CLEVELAND — To say Tim Jasinski likes birds would be an understatement.

“I love waterfowl, water birds, gulls, ducks, geese, swans. Canada Goose are probably one of my favorites. I love Canada Geese,” Jasinski said. “My all-time favorite bird is probably the Great Black Backed Gull.”

The self-described “bird nerd” works at the Lake Erie Nature and Science Center.

“They’re all so cool it’s hard to pick a favorite but, certainly, the water birds are my jam,” he said.

That is why he was carefully caring for an injured loon at the center.

“He’s not happy,” Jasinski said as he tossed several scoops of fish in to a float cage. The loon vocalized; sending echoes of his tremolo through the center’s basement.

“So, all of our patients here at the center don’t want to be here," Jasinski said. "You know, they’re wild animals and they belong in the wild and they don’t want to be in captivity.”

The center treats a range of birds for all kinds of issues and injuries from bumps and broken wings to more serious issues.

“Lead poisoning is really tricky and it is not easily fixed,” Jasinski said. “There are a lot of medicines you have to do to try and help them.”

Recently, Jasinski said experts in his field have seen more birds suffering from lead poisoning — birds like bald eagles and waterfowl. The birds eat meat with lead shot fragments in it, or swallow fishing lures or discarded bullets.

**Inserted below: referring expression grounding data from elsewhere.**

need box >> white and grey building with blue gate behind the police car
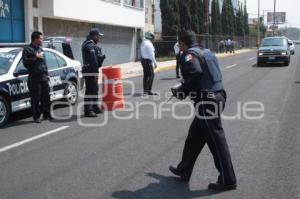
[0,0,145,64]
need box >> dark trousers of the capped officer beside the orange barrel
[84,74,99,113]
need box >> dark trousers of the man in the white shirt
[142,59,154,92]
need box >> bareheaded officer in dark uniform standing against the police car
[22,32,51,123]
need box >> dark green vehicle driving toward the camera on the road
[257,37,292,66]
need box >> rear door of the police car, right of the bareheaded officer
[45,50,68,100]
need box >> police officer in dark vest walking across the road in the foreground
[169,31,237,190]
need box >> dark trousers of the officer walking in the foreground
[177,94,236,184]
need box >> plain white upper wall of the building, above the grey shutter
[40,0,145,28]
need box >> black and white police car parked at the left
[0,47,82,127]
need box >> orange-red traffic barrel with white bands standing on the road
[102,66,125,111]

“It is really, really, bad for them. And, unfortunately, not a lot of them are able to be saved. But, you do your best to try and help them when you can, you know?” he said. “It really depends on how they ate the lead or how it is ingested. But, typically, a small amount of lead is lethal.”

Jasinski said things need to change.

“We know the dangers that it causes," he said. "So, it’d be nice to switch over to non-lead ammunition.”

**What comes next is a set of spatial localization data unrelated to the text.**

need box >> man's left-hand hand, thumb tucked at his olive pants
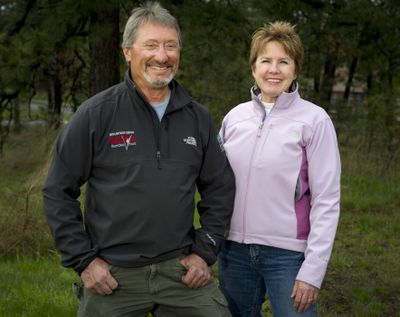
[81,258,118,295]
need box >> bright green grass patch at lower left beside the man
[0,256,78,317]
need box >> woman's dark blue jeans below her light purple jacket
[218,241,316,317]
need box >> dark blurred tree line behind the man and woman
[0,0,400,169]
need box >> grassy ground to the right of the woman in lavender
[319,149,400,317]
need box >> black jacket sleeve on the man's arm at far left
[43,106,98,274]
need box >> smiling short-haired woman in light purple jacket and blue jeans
[218,22,340,317]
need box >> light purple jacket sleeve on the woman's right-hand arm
[297,118,341,288]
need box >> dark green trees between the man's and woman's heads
[168,0,252,125]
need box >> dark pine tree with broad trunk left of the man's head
[0,0,119,128]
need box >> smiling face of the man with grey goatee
[123,23,180,93]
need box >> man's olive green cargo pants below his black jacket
[78,258,231,317]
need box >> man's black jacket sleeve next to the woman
[192,114,235,265]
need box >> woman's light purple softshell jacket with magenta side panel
[220,87,340,288]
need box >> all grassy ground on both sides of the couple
[0,124,400,317]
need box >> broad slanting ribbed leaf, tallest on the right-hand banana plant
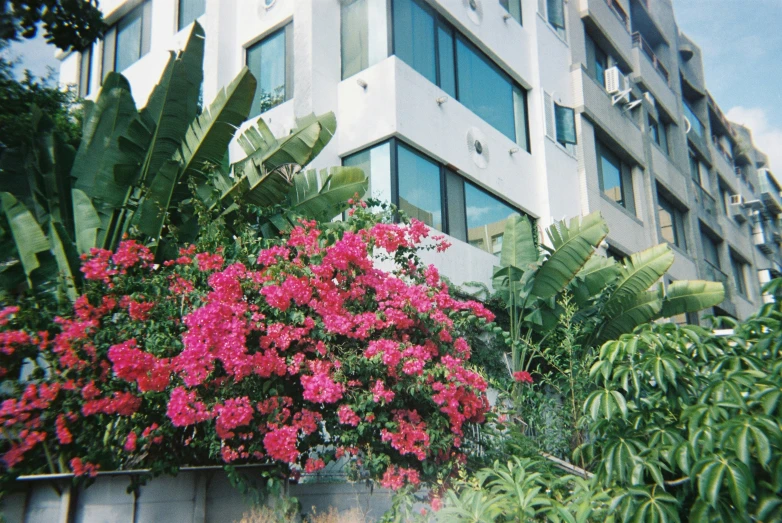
[532,212,608,299]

But, that non-lead ammunition isn’t always feasible.

“We have been conscious of that and have been working toward better things. A lot of it is cost prohibitive though,” said Dennis Malloy.

Malloy is a wildlife biologist with Whitetails Unlimited.

He’s been a hunter and fisherman most of his life.

“When a hawk dies or somebody sees an eagle that is injured, it seems to make the news a little more than in past years,” Malloy said.

Just because it’s been seen more doesn’t mean more birds are being sickened or dying from lead, according to Malloy.

“I think we’re seeing it more, and we have a lot more people that have their eyes on some of these animals in limited habitats," he said.

Malloy tied that directly to efforts from outdoorsmen and support groups for financially supporting efforts to reinvigorate animal populations like whitetail deer, bald and golden eagles, and hawks.

“We voluntarily pay a tax on every bullet, on every fishing lure, on every little bit of motorboat gas, on every shotgun we buy,” Malloy said. “There’s an excise tax from the government that’s 10 or 11 percent, self-tax on everything right from the factory.”

He’s happy to pay that money to support Ohio wildlife.

“That money goes back to the state game agencies to pay for conservation programs,” he said. “Not just for animals that you hunt and fish, but for all animals.”

Right now, California is the only state that prohibits lead bullets in all hunting. Non-lead birdshot is recommended for waterfowl hunters across the country.

So far in 2020, the Lake Erie Science and Nature Center has not treated any birds with lead poisoning.